Assim, nos parece que além de se tratar de uma grave ilegalidade (em razão da previsão do artigo 10, parágrafo 3º da Lei 11.419/2006), a recusa no recebimento de petições em papel, ao menos por um período de transição alargado, consiste em uma restrição desproporcional do direito fundamental de petição, haja vista atentar contra o postulado da necessidade: há meios menos gravosos para se atingir a finalidade pública (popularização do processo judicial eletrônico) que não a restrição total do recebimento de petições em papel.
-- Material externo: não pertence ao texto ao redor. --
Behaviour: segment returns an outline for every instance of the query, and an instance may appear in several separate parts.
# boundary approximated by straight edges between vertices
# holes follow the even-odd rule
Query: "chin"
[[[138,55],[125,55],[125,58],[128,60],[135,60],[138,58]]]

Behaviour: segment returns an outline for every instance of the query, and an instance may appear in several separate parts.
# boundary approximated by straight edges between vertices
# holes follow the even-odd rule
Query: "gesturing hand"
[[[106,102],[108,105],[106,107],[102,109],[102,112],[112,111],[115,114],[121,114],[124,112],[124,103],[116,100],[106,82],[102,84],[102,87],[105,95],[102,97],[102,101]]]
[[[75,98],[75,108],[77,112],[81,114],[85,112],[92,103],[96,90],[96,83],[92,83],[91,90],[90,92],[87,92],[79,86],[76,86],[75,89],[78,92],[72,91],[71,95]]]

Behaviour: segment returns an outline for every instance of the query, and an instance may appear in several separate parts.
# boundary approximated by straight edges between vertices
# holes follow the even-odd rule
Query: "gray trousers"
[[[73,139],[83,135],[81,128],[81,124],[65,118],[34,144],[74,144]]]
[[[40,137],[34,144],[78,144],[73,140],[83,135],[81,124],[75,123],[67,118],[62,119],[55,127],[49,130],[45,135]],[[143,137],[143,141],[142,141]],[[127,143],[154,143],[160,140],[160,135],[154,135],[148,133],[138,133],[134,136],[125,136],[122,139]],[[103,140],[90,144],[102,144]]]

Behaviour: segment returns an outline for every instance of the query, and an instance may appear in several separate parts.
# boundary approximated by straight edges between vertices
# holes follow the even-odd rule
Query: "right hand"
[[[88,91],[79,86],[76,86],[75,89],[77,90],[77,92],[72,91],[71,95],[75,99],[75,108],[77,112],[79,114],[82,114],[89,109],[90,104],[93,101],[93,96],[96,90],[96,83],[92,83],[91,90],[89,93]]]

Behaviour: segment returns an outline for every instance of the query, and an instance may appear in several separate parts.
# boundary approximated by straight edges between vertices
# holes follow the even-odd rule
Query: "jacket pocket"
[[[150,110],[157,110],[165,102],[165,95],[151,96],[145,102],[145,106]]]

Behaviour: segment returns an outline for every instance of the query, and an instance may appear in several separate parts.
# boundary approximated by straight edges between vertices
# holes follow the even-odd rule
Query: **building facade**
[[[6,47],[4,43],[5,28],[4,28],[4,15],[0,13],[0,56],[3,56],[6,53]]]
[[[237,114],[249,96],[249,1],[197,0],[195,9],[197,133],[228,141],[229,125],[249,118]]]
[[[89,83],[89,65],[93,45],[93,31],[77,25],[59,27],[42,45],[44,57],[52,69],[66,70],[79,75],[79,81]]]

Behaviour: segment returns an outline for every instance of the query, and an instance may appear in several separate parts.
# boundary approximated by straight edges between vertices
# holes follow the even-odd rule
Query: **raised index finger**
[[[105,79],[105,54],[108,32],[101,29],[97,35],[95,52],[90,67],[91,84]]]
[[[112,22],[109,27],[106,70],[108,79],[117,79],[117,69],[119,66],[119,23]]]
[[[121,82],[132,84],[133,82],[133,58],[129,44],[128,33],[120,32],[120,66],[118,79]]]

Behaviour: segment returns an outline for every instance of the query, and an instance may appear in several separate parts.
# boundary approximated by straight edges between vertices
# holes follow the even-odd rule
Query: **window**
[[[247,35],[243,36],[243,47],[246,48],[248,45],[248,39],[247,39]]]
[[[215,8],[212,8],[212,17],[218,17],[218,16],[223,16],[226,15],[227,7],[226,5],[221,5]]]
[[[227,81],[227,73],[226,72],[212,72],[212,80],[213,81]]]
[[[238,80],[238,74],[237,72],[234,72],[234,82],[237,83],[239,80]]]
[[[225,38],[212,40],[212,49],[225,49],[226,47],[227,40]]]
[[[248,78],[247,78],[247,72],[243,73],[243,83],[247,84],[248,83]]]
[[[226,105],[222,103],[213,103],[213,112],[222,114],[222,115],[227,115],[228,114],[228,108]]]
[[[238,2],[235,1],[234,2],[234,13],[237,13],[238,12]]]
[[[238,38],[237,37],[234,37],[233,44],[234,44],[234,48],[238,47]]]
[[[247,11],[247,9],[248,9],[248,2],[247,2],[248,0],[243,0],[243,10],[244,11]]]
Tal meio é justamente a coexistência dos sistemas digital (processo eletrônico) e analógico (recebimento de petições em papel), em período de transição que deve respeitar as peculiaridades do Brasil — país continental e que conta com milhares de profissionais que, em sua grande maioria, trabalham sozinhos ou com um outro colega.
[1] Artigo 5º, inciso XXXIV, “a” do texto constitucional: “São a todos assegurados, independentemente do pagamento de taxas: a) o direito de petição aos Poderes Públicos em defesa de direitos ou contra ilegalidade ou abuso de poder”.
[2] Assim entende o Supremo Tribunal Federal, como pode se inferir da seguinte ementa: “”O direito de petição, fundado no art. 5º, XXXIV, a, da Constituição, não pode ser invocado, genericamente, para exonerar qualquer dos sujeitos processuais do dever de observar as exigências que condicionam o exercício do direito de ação, pois, tratando-se de controvérsia judicial, cumpre respeitar os pressupostos e os requisitos fixados pela legislação processual comum. A mera invocação do direito de petição, por si só, não basta para assegurar à parte interessada o acolhimento da pretensão que deduziu em sede recursal.” (AI 258.867-AgR, Rel. Min. Celso de Mello, julgamento em 26-9-2000, Segunda Turma, DJ de 2-2-2001).”